Find the change in the internal energy of the system in each of situation in Column I.
$\begin{array}{cc}\text{Column I}& \text{Column II}\\ \text{i. A system absorbs}500\text{cal of heat and}& a.-5000J\\ \text{at the same time does}400J\text{of work}& \\ \text{ii. A system absorbs}300\text{cal and at the}& b.1692J\\ \text{same time}420J\text{of work is done on it}& \\ \text{iii.
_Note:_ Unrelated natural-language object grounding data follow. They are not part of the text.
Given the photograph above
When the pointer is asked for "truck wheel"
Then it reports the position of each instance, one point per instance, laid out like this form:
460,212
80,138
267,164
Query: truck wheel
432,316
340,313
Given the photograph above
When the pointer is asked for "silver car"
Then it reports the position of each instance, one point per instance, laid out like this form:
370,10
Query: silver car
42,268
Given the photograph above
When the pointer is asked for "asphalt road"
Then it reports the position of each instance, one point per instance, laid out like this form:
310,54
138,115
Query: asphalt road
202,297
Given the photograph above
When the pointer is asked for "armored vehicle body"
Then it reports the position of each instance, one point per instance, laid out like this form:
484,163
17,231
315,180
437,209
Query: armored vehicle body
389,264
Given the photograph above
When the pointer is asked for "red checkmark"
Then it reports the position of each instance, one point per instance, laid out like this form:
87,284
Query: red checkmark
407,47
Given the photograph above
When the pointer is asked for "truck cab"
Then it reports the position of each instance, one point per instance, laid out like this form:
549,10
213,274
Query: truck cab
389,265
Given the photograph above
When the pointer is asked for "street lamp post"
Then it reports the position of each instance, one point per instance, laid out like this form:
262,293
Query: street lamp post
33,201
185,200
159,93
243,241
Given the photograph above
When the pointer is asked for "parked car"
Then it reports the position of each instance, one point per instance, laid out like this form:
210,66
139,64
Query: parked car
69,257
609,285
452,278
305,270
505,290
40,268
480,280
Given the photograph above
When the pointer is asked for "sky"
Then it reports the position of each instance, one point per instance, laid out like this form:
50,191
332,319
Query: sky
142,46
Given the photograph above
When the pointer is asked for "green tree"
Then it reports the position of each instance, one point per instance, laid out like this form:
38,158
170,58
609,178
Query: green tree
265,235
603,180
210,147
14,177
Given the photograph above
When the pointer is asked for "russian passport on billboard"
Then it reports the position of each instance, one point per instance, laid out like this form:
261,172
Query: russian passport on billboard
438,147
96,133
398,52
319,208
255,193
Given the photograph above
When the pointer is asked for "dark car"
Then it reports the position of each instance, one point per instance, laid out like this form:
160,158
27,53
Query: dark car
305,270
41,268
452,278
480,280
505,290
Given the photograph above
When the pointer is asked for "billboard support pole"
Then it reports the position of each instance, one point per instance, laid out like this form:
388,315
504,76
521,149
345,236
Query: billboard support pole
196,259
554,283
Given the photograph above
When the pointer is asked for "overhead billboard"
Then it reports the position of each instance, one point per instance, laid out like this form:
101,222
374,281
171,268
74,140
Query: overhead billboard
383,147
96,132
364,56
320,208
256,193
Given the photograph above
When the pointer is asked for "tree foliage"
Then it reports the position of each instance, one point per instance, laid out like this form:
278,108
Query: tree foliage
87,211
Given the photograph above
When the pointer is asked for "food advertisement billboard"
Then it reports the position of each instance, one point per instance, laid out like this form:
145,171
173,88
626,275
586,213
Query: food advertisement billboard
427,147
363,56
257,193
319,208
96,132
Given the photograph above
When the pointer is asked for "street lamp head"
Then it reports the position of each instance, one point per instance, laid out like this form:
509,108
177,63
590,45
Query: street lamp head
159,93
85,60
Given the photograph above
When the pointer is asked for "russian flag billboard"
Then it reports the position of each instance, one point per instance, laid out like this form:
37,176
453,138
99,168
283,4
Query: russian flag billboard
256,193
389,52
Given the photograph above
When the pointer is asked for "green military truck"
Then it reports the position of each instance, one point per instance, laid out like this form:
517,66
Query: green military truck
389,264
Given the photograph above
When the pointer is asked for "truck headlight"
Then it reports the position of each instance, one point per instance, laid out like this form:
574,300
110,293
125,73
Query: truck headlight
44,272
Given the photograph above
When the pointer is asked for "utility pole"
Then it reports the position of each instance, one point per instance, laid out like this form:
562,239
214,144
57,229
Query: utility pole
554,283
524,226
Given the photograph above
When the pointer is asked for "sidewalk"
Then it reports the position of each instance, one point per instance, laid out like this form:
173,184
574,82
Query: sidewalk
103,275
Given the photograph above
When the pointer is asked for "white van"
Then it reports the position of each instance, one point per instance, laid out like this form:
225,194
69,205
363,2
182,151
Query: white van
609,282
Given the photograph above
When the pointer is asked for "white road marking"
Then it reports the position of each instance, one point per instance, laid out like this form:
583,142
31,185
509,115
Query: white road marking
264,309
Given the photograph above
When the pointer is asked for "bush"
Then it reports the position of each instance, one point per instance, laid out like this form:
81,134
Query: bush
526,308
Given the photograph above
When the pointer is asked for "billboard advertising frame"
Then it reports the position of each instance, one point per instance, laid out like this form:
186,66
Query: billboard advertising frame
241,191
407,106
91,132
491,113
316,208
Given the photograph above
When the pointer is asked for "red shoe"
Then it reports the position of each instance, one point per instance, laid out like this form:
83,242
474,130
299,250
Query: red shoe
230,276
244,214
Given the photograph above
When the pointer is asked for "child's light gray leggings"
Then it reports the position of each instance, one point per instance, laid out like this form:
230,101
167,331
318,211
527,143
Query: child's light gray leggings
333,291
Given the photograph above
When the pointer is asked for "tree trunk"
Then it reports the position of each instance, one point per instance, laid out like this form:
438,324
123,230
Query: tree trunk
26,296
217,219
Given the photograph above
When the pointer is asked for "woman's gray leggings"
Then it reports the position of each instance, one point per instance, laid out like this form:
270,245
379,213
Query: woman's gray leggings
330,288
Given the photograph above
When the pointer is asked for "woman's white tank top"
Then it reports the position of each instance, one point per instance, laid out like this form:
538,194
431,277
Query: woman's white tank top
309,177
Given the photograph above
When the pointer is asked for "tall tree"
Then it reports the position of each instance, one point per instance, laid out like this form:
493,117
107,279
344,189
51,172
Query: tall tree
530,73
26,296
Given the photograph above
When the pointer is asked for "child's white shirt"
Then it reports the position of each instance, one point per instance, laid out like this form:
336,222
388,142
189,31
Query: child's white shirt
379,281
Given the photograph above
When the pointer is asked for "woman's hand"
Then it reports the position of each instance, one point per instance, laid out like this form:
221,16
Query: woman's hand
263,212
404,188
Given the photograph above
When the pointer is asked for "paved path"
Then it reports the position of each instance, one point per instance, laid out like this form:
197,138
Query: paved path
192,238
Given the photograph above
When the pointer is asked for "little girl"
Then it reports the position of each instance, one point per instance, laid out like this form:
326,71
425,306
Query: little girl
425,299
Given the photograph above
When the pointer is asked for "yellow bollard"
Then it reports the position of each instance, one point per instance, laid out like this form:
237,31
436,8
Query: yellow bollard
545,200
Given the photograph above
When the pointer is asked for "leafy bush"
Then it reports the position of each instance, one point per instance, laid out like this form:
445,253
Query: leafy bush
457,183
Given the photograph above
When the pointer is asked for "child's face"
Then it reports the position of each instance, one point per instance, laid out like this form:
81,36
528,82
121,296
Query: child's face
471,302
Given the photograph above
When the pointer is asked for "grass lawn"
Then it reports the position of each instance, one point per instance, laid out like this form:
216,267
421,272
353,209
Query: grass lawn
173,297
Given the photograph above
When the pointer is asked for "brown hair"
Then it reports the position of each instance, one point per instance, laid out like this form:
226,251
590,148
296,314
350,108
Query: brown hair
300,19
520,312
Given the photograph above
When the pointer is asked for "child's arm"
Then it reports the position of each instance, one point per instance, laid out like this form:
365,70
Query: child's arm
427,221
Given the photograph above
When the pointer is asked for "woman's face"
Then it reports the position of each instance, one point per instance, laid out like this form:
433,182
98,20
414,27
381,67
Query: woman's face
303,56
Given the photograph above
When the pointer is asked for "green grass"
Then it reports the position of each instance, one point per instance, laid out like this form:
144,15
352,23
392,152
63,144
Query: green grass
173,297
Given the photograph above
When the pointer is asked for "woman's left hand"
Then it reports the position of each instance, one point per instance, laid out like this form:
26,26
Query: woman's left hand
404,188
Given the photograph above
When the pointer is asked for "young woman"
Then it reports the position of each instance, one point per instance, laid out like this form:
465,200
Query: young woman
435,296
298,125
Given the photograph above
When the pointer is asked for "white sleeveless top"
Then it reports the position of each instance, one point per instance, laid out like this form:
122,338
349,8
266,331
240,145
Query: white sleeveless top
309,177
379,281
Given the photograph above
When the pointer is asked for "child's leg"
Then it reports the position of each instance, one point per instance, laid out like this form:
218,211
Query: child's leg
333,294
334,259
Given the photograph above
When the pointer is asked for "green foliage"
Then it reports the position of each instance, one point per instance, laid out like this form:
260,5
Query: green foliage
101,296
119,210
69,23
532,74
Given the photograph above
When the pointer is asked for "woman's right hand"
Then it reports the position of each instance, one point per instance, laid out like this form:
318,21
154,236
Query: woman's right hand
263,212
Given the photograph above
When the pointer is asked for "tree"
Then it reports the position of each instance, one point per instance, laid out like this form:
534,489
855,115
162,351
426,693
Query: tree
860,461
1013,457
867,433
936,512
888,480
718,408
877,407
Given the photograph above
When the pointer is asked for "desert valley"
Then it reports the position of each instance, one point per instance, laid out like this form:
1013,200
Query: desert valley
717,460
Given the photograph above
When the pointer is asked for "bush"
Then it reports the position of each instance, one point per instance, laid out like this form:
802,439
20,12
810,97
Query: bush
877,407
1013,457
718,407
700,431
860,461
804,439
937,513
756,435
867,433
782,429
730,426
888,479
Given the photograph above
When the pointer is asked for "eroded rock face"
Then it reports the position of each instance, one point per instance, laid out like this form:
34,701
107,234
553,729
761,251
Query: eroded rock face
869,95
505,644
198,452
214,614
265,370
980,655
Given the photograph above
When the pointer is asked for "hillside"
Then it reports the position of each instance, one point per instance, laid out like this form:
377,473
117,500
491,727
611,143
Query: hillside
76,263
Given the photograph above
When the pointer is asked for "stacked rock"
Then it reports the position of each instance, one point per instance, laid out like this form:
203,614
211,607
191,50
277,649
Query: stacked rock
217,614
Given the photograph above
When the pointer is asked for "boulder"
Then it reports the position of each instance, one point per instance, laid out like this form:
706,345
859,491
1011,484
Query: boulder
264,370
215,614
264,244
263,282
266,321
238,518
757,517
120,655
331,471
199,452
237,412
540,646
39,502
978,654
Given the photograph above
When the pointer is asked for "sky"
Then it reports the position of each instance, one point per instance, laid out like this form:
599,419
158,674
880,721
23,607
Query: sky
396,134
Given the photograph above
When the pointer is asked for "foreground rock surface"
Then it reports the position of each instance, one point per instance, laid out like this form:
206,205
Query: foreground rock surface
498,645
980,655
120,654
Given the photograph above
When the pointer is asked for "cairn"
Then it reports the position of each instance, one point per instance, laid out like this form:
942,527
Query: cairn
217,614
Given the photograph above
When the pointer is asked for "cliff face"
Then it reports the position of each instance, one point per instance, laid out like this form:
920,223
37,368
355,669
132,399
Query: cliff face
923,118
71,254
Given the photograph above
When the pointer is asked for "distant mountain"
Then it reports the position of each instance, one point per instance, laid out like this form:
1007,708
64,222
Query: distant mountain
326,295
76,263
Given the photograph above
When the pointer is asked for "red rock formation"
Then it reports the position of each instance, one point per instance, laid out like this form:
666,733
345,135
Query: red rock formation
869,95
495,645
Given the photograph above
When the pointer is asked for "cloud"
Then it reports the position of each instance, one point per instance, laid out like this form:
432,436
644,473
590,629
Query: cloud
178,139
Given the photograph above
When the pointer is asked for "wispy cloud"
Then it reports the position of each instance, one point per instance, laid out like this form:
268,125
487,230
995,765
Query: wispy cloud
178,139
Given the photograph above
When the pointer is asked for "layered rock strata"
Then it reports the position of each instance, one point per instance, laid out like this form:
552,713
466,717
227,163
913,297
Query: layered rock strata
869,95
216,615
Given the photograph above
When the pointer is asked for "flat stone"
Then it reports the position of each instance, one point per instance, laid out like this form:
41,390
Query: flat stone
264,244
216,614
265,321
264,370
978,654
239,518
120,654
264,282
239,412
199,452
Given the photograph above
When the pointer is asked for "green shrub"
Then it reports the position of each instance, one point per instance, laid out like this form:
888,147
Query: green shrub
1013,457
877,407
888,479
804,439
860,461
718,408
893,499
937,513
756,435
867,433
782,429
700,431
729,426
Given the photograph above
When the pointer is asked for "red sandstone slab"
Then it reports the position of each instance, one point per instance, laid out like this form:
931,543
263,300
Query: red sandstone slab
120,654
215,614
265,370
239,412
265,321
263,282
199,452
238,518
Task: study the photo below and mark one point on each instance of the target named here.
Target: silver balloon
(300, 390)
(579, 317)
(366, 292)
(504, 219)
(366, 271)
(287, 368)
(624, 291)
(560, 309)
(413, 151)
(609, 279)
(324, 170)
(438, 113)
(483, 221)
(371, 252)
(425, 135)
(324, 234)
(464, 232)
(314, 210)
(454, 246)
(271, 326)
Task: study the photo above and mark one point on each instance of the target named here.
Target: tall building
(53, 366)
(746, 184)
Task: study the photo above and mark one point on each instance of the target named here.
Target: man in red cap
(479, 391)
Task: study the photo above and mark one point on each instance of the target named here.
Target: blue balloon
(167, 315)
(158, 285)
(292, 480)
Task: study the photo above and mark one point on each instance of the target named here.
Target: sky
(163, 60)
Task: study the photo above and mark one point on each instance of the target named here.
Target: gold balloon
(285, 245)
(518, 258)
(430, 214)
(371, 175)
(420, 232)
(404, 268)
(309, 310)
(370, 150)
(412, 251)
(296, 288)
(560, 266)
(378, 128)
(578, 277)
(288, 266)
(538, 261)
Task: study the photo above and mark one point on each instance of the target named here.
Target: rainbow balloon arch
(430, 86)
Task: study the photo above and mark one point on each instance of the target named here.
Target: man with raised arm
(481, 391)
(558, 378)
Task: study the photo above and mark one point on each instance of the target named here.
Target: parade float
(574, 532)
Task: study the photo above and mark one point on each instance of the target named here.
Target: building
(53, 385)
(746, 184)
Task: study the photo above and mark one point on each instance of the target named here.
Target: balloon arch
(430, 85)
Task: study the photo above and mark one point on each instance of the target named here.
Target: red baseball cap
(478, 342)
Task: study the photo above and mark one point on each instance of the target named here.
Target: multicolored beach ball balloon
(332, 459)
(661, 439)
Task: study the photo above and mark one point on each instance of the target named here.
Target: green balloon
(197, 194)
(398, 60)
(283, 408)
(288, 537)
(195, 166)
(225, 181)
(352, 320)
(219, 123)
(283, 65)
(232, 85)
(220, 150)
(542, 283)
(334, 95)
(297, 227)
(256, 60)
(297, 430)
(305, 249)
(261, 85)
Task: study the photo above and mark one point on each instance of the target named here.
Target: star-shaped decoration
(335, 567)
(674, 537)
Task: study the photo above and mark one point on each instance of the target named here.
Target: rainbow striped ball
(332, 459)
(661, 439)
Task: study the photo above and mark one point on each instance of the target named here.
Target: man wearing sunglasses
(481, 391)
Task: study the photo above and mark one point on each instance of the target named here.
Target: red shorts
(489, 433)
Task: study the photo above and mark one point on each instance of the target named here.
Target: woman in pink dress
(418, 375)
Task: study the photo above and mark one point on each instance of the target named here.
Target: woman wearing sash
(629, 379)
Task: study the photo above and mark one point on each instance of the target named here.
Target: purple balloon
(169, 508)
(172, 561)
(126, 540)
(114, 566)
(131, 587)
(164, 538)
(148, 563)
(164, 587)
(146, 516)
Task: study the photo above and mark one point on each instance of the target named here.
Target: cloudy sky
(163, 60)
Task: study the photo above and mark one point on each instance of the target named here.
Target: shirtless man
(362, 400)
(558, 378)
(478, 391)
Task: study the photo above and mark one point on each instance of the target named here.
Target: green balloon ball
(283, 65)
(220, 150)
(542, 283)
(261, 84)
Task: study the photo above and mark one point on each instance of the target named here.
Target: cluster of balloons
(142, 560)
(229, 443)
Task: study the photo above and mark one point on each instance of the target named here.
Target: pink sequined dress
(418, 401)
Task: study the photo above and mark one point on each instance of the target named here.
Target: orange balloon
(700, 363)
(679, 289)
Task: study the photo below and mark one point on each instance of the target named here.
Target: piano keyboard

Twelve hundred calories heat is removed}& c.1680J\\ \text{from a gas held at constant volume}& \end{array}$

• A. i-b, ii-c, iii-a
• B. i-c, ii-b, iii-a
• C. i-b, ii-a, iii-a
• D. i-b, ii-a, iii-c

Answer 1

The correct option is A i-b, ii-c, iii-a

$i\to b.;ii\to c.;iii\to a.$
$i.dQ=dU+dw$
Here
$dQ=+\frac{500\times 4184}{1000}J=2092J$
$dW=+400J$. Since the work is done by the system,
$dU=dQ-dW=2092-400=1692J$
$ii.\Delta U=\Delta Q-\Delta W=\left(300\right)\left(4.184\right)-(-420)=1680J$ (approx).
$iii.\Delta U=(\Delta Q-\Delta W)=(-1200)\left(4.184\right)-0=-5000J$
(Note that $\Delta Q$ is positive when heat is added to the system and $\Delta W$ is positive when the system does the work)

Why this question? Caution: Conversion of calories to joules and vice versa is important and should be remembered.